A Bill to Impose Reciprocal Tariffs on Chinese Imports
Imposes tariffs on Chinese imports calibrated to match Chinese tariffs and non-tariff barriers on U.S. goods.
USTR shall calculate and impose tariffs on Chinese imports matching Chinese tariff equivalents on U.S. exports, sector by sector.
Tariffs adjust annually based on USTR review.
Self-funded by tariff revenue.
U.S. Customs and Border Protection enforcement.
Mechanical parts, sourced & timed
Use this as your pre-round checklist. Memorize the source citation. Time yourself to the delivery target.
- Bill / Number
- H.R. 1217 — A Bill to Impose Reciprocal Tariffs on Chinese Imports
- Funding source
- Self-funded by tariff revenue.
- Timeline
- USTR phase-in over 12-18 months.
- Realistic mechanically; WTO retaliation timeline is the constraint.
- Enforcing agency
- U.S. Customs and Border Protection + USTR.

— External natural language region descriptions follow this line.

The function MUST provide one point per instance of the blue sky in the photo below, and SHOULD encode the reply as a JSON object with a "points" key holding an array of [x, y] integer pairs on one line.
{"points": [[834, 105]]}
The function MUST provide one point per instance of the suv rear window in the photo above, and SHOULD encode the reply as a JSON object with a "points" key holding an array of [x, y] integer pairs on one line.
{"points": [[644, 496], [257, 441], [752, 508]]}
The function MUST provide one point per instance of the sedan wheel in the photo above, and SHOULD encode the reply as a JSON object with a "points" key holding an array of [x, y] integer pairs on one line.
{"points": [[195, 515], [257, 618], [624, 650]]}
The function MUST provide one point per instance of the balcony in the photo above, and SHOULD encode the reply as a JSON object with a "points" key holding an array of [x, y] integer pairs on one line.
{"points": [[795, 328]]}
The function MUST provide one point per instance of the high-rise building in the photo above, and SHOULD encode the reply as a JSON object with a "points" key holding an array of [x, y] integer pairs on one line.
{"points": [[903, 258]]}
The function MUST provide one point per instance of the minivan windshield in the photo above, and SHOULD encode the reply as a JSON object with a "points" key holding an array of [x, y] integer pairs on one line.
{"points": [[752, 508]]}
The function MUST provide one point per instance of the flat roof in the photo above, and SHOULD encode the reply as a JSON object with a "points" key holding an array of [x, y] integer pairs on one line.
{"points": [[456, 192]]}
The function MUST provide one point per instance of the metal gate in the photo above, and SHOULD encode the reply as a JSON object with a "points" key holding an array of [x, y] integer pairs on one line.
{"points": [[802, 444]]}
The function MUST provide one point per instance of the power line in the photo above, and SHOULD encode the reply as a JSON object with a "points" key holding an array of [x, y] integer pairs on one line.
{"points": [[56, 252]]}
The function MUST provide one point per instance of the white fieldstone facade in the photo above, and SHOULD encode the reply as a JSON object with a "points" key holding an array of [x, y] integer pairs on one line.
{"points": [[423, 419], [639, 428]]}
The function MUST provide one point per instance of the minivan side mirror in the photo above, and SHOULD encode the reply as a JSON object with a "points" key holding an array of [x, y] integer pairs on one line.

- Yes — Section 301 of Trade Act of 1974 (Sec. 2411).
- Penalty for non-compliance
- Tariff collection at port; WTO dispute-resolution actions possible.
- Source citation
- Peterson Institute for International Economics, Bown (2023), 'US-China Trade War Tariffs' — piie.com.
- Delivery time (read aloud)
- 1:15 (75s)
Reciprocal tariffs raise consumer prices and invite proportional Chinese retaliation against US exports (especially soybeans and aircraft).
Peterson (Bown 2023) measured 2018-2020 tariffs — pass-through to US consumers was ~$200/household/yr, modest in context of $7T in covered goods. The retaliation point cuts both ways: China already imposes 4-7% effective tariff rates on US goods that this bill simply mirrors.